V100 years ago there were no programs to promote women in science. Nevertheless, she made it: against much resistance, the German-Baltic chemist and botanist Margarete Baroness von Wrangell became the first full professor in Germany. The admission of women to university studies was less than a quarter of a century ago: in 1900, the Grand Duchy of Baden was the first country to allow female students to enroll. Bavaria followed, and from 1904 women were also able to study at the Württemberg universities. Margarete von Wrangell enrolled at the Eberhard Karls University in Tübingen in 1904 and completed her studies with a doctoral thesis in chemistry, summa cum laude. She then became one of the first German chair assistants and in 1923 – against the will of many male colleagues – full professor at the then Agricultural Academy in Hohenheim and head of the Institute for Plant Nutrition.
Wrangell’s appointment had been the subject of heated debate in the university’s senate: at the senate meeting, the geologist Felix Plieninger asked whether a woman would be able to head an institute with male staff. With the personnel proposal, the teachers’ convention was placed in a predicament that was “quite bad”. The hostilities did not stop even after Margarete von Wrangell was appointed, they even went as far as allegations of plagiarism. So to this day the question remains as to why she in particular managed to become a professor. The rise of Wrangells is astonishing: she entered the deeply bourgeois university world as a noblewoman, she had grown up in Moscow and what was then Reval and was therefore not even from Württemberg. Throughout her life she did not shy away from questioning established doctrines.
“I have many struggles in my profession,” wrote Margarete von Wrangell in 1923. “I am the first full female professor in Germany. I have also been publicly recognized by some scientific greats. This has earned me the enmity of many; but my institute is a creation that will remain of enduring value and benefit.”
She had political flair
The Baden-Württemberg Science Minister Petra Olschowski (Greens) and Federal Research Minister Bettina Stark-Watzinger (FDP) honored the scientist on Monday with a ceremony in the ballroom of today’s University of Hohenheim. The Heidelberg social historian Katja Patzel-Mattern held the keynote speech. She has delved deeply into the life and political circumstances of the Wrangells’ appointment. There are personal and structural reasons for her success: “Due to her origins in the Baltic nobility, she had the material means to spend time abroad, for example. She was familiar with science because there were other scientists in the family. She was also assertive and good at building networks.” There was something else: Margarete von Wrangell had a political flair.

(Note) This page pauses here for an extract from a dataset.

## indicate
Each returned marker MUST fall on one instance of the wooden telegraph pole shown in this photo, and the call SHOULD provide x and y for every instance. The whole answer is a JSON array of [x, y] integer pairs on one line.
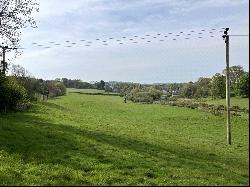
[[229, 133], [4, 64]]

After the defeat in World War I, there was great political interest in solving food security issues in the still young Weimar Republic. Germany was cut off from foreign markets. Hunger and poverty were direct consequences of the war, and food was still rationed after the war ended. Due to hyperinflation, 1923 was the crisis year par excellence for the first German republic. Von Wrangell knew how to take advantage of the food supply issue. “She was good at selling herself and conveying the value of her scientific research to society,” says Patzel-Mattern. The chemist researched artificial fertilization. The question was how plant growth could be accelerated without phosphate fertilizers, which Germany could not import at the time. However, their method of better exploiting the phosphates present in the soil was not so easy to reproduce later.
100 years after von Wrangell’s appointment, the proportion of female professors at German universities is still only a quarter. “We need such role models, support measures and flexible qualification plans,” says Patzel-Mattern. “Women also need networks – and they have to make it clear where they want to go with their science.”